# Best place to buy mod bits for OPV for a Gaggia baby!



## itn (Jul 6, 2008)

hi, when can i buy mod bits in the UK to upgrade my Baby gaggia, im looking for specifically for the OPV mod. I can source a kit in the UK but works out £60 with delivery plus taxes.

See kit picture:









can anyone help please?

regards

mohammad


----------



## MartinB (May 8, 2011)

Pretty sure you can tweak your machine without spending out...


----------



## itn (Jul 6, 2008)

any help with how? and how to? ive done a search but cant find anything which is helpful enough to give me the confidence to actually try it myself.



MartinB said:


> Pretty sure you can tweak your machine without spending out...


----------



## MartinB (May 8, 2011)

There's a 10mm plastic but that holds a spring in place. You can back this nut off until you're getting 10 bar. I replied to a thread yesterday which you were asking the similar question on


----------



## itn (Jul 6, 2008)

Which part of this do I need to loosen mate?


----------



## itn (Jul 6, 2008)

I turned the brass 10mm nut by one circle, I'm concerned it's gonna leak now, I've read it's supposed to have some sort of glue around it.

Any tips?


----------



## MartinB (May 8, 2011)

Has it had an affect on pressure?


----------



## itn (Jul 6, 2008)

i snapped the t connecting pipe for the silicone hoses, so just waiting for a new one to be delivered, so cant advise if its made a difference to the pressure, also i dont have anything to measure the pressure with.
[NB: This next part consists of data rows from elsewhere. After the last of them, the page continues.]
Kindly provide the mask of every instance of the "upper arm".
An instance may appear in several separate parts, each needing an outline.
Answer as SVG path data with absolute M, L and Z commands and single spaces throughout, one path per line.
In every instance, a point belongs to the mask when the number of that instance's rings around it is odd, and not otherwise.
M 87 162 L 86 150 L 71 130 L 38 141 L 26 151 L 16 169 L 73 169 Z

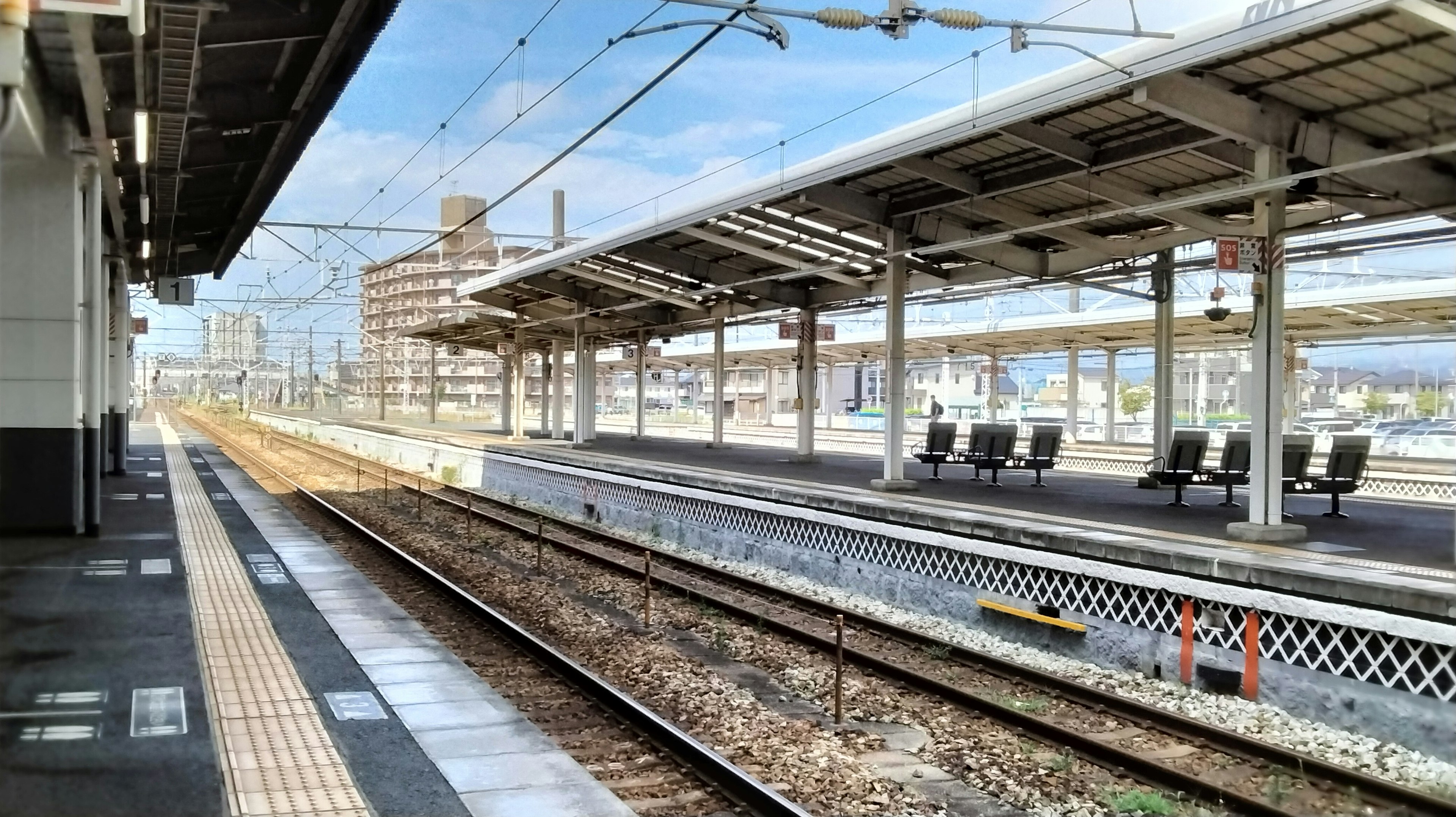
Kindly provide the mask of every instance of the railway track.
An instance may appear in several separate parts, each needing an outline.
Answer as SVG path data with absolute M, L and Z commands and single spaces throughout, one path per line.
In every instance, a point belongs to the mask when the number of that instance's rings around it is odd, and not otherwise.
M 194 422 L 226 444 L 226 433 Z M 395 546 L 240 446 L 229 446 L 284 484 L 306 505 L 303 521 L 345 552 L 371 581 L 405 601 L 416 619 L 473 619 L 464 650 L 451 648 L 529 721 L 639 814 L 808 817 L 671 721 L 591 673 L 467 590 Z M 446 629 L 454 629 L 446 625 Z M 459 638 L 454 641 L 460 641 Z
M 347 454 L 335 449 L 275 430 L 264 431 L 264 435 L 339 467 L 355 469 L 361 478 L 383 482 L 393 473 L 395 489 L 414 494 L 416 502 L 443 504 L 462 516 L 534 537 L 542 545 L 622 575 L 642 578 L 646 569 L 644 556 L 649 552 L 654 587 L 712 604 L 744 623 L 830 655 L 836 650 L 833 622 L 836 616 L 843 616 L 853 628 L 853 644 L 844 648 L 847 663 L 1179 797 L 1261 817 L 1337 813 L 1456 816 L 1456 804 L 1450 801 L 1277 744 L 967 650 L 662 549 L 645 548 L 572 520 L 543 517 L 380 463 L 345 459 Z M 1028 711 L 1025 702 L 1037 700 L 1037 696 L 1050 696 L 1056 705 Z M 1088 724 L 1099 727 L 1088 728 Z M 1210 767 L 1224 773 L 1210 773 Z M 1238 779 L 1230 781 L 1230 773 Z M 1303 808 L 1297 810 L 1277 802 L 1281 789 L 1271 784 L 1290 778 L 1322 795 L 1303 798 Z

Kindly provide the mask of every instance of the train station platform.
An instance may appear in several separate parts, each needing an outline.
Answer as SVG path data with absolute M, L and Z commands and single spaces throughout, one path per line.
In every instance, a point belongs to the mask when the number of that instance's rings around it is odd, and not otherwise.
M 131 434 L 99 537 L 0 540 L 6 814 L 630 814 L 205 438 Z
M 1456 617 L 1456 514 L 1449 504 L 1342 498 L 1350 518 L 1321 516 L 1328 497 L 1289 497 L 1293 521 L 1309 527 L 1300 545 L 1255 545 L 1223 536 L 1243 508 L 1223 508 L 1222 488 L 1190 488 L 1190 508 L 1168 507 L 1171 489 L 1136 486 L 1128 476 L 1050 470 L 1047 488 L 1031 472 L 1002 472 L 1002 488 L 971 482 L 970 466 L 906 463 L 919 491 L 871 491 L 882 460 L 823 453 L 794 462 L 792 450 L 767 446 L 709 449 L 702 441 L 600 434 L 591 449 L 531 438 L 513 443 L 480 424 L 351 419 L 344 425 L 412 440 L 609 470 L 725 494 L 827 508 L 865 518 L 980 539 L 1032 545 L 1098 561 L 1123 562 L 1219 581 L 1334 599 L 1342 603 Z M 1246 500 L 1235 494 L 1241 502 Z

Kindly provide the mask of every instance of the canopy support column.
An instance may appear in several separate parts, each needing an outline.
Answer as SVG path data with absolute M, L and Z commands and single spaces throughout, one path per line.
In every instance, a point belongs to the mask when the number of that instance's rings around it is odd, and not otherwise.
M 581 315 L 585 304 L 579 300 L 572 307 Z M 593 403 L 588 396 L 593 390 L 593 377 L 587 366 L 587 319 L 577 317 L 575 338 L 572 338 L 572 373 L 571 373 L 571 441 L 572 447 L 590 447 L 591 443 L 591 412 Z
M 986 419 L 996 422 L 1000 419 L 1000 357 L 992 352 L 987 358 L 990 366 L 990 380 L 986 387 Z
M 111 473 L 127 476 L 127 441 L 131 403 L 131 301 L 127 268 L 111 264 Z
M 814 403 L 818 387 L 818 310 L 799 310 L 799 348 L 798 348 L 798 450 L 794 462 L 817 463 L 814 453 Z
M 1153 261 L 1153 456 L 1168 454 L 1174 441 L 1174 250 Z
M 310 329 L 312 329 L 312 326 L 310 326 Z M 438 414 L 438 405 L 440 405 L 440 392 L 435 387 L 435 370 L 437 368 L 440 368 L 440 363 L 435 360 L 435 342 L 430 341 L 430 422 L 435 422 L 437 414 Z M 309 408 L 313 408 L 313 373 L 312 371 L 309 373 Z
M 636 380 L 636 437 L 646 437 L 646 338 L 642 331 L 638 331 Z
M 1072 287 L 1067 290 L 1067 312 L 1082 310 L 1082 290 Z M 1067 417 L 1063 434 L 1067 440 L 1077 441 L 1077 424 L 1082 419 L 1082 348 L 1067 348 Z
M 542 398 L 545 399 L 545 396 Z M 550 342 L 550 438 L 566 438 L 566 344 Z
M 724 446 L 724 395 L 728 393 L 728 377 L 724 371 L 724 319 L 713 320 L 713 441 L 709 449 Z
M 1107 350 L 1107 380 L 1104 383 L 1107 415 L 1102 419 L 1102 441 L 1112 443 L 1112 427 L 1117 425 L 1117 350 Z
M 1254 151 L 1254 178 L 1286 172 L 1286 157 L 1264 146 Z M 1254 400 L 1249 467 L 1249 521 L 1229 523 L 1229 536 L 1245 542 L 1303 542 L 1305 526 L 1284 521 L 1284 200 L 1274 189 L 1254 197 L 1254 234 L 1264 237 L 1264 258 L 1254 272 Z
M 772 366 L 763 367 L 763 424 L 773 425 L 773 408 L 779 405 L 778 374 Z
M 885 377 L 888 395 L 885 400 L 885 476 L 871 479 L 875 491 L 914 491 L 916 481 L 906 479 L 906 233 L 891 229 L 885 246 L 890 259 L 885 278 L 890 284 L 885 296 Z
M 815 354 L 815 357 L 818 357 Z M 824 396 L 820 398 L 820 412 L 824 415 L 824 428 L 834 427 L 834 361 L 824 363 Z
M 105 431 L 102 428 L 102 405 L 106 393 L 106 280 L 102 275 L 102 232 L 100 232 L 100 170 L 93 163 L 86 165 L 84 172 L 84 221 L 82 240 L 82 338 L 86 344 L 82 348 L 83 370 L 82 390 L 84 428 L 83 463 L 86 470 L 86 534 L 100 534 L 100 478 L 106 472 L 103 463 Z

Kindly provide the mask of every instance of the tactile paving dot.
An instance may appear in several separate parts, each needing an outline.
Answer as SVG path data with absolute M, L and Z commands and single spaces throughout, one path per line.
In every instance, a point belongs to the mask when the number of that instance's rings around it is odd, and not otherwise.
M 208 712 L 239 814 L 368 817 L 176 431 L 159 419 L 202 647 Z

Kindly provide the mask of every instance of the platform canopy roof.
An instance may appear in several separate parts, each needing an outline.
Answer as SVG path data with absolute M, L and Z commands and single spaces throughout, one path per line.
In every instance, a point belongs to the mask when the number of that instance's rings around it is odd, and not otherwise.
M 1204 316 L 1204 301 L 1175 303 L 1174 336 L 1181 351 L 1248 345 L 1251 299 L 1235 296 L 1223 303 L 1233 309 L 1233 315 L 1222 322 Z M 1456 278 L 1450 277 L 1294 290 L 1287 293 L 1284 307 L 1286 333 L 1296 342 L 1390 336 L 1456 338 Z M 504 332 L 513 323 L 513 319 L 498 315 L 454 316 L 415 326 L 412 333 L 431 341 L 462 342 L 463 336 Z M 494 344 L 480 341 L 463 341 L 463 345 L 495 351 Z M 1102 350 L 1152 347 L 1153 304 L 1127 304 L 1124 300 L 1120 306 L 1077 313 L 913 323 L 906 328 L 907 360 L 1044 354 L 1070 345 Z M 795 355 L 795 341 L 757 339 L 725 345 L 725 363 L 729 367 L 792 367 Z M 858 363 L 884 357 L 882 335 L 842 331 L 836 341 L 818 344 L 821 363 Z M 636 367 L 635 360 L 620 360 L 612 354 L 598 355 L 597 360 L 607 370 L 629 371 Z M 661 347 L 661 357 L 648 357 L 646 363 L 654 370 L 711 368 L 713 351 L 711 345 L 665 344 Z
M 32 115 L 22 112 L 17 130 L 42 128 L 42 98 L 79 122 L 102 157 L 106 230 L 132 258 L 134 281 L 149 268 L 220 275 L 397 4 L 149 0 L 140 39 L 124 16 L 41 10 L 28 33 Z M 138 109 L 149 114 L 146 179 L 132 140 Z M 12 137 L 7 151 L 22 141 L 44 149 L 41 133 Z
M 1444 213 L 1453 33 L 1430 0 L 1255 3 L 1105 54 L 1127 73 L 1083 61 L 466 281 L 462 296 L 524 323 L 434 336 L 491 348 L 571 336 L 577 316 L 609 339 L 671 336 L 855 307 L 885 294 L 891 227 L 909 236 L 913 293 L 1105 287 L 1158 250 L 1248 233 L 1262 146 L 1315 173 L 1290 181 L 1293 227 Z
is my obv different to the other OBVs as this has a brass nut, whereas your previous postst state there is a plastic nut? mines is a 2006 baby, if that helps.


----------



## MartinB (May 8, 2011)

You're in the dark without a gauge i'm afraid.


----------



## itn (Jul 6, 2008)

Yeah I've put name on lists here but waiting for my turn.


----------